Twenty-two of Colorado’s counties have designations or are partly designated as geographic Dental Health Professional Shortage areas based on their dentist-to-population ratio, reports the Colorado Rural Health Policy and Advocacy News.

Clinics such as KIND are where the enamel meets the drill for many children who are least likely to be able to afford dental treatment on their own.

“They’ve learned to live with pain. They know their parents are trying to put food on the table or gas in the car. They’re in pain, they’re sitting in school and can’t concentrate, can’t function.”— Julie Collett, KIND

“We tend to do a lot of oral hygiene education, not just with kids but with their parents,” said Khatri, while she waited for a local anesthetic to take hold before working on another young patient.

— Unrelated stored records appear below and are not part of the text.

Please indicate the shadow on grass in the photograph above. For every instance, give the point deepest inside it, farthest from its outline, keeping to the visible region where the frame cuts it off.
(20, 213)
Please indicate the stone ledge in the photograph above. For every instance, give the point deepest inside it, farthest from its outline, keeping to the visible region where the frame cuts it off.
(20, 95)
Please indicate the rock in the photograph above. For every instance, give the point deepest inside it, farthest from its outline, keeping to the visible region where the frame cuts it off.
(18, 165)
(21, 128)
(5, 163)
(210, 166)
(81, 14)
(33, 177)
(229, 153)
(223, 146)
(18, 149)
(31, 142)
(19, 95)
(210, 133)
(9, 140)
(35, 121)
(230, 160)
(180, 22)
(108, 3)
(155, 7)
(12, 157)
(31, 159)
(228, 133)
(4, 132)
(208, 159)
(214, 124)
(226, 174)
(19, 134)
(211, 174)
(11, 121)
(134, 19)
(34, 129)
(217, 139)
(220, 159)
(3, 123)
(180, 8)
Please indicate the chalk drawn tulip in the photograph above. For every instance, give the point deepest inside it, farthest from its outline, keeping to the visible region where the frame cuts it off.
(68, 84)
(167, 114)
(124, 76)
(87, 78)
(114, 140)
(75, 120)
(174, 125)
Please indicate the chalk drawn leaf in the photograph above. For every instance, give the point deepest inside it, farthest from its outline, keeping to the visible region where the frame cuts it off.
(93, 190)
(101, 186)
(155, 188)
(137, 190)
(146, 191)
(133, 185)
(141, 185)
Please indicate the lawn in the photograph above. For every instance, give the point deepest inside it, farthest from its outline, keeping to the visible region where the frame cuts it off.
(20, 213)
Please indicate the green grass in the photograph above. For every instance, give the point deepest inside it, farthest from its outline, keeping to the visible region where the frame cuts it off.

“A lot of parents think, ‘We’ll give them a juice pack because it’s 100 percent juice. But have you looked at the sugar content? Apple juice is one of the most sugary juices on the market. People think, ‘I’m not giving them pop, juice is better for them’ and their logic is right but look at how much sugar is in these boxes. I had a patient’s mom tell me ‘I went home and looked at all the boxes and threw them all away.’ Many people are unaware of the hidden sugar in what we eat and drink.”

“We see kids who come in with their mouths pretty much bombed out with decay but not complaining,” said Julie Collett, KIND’s executive director. “They’ve learned to live with pain. They know their parents are trying to put food on the table or gas in the car. They’re in pain, they’re sitting in school and can’t concentrate, can’t function.”

Sasha Dillavou contributed to this story.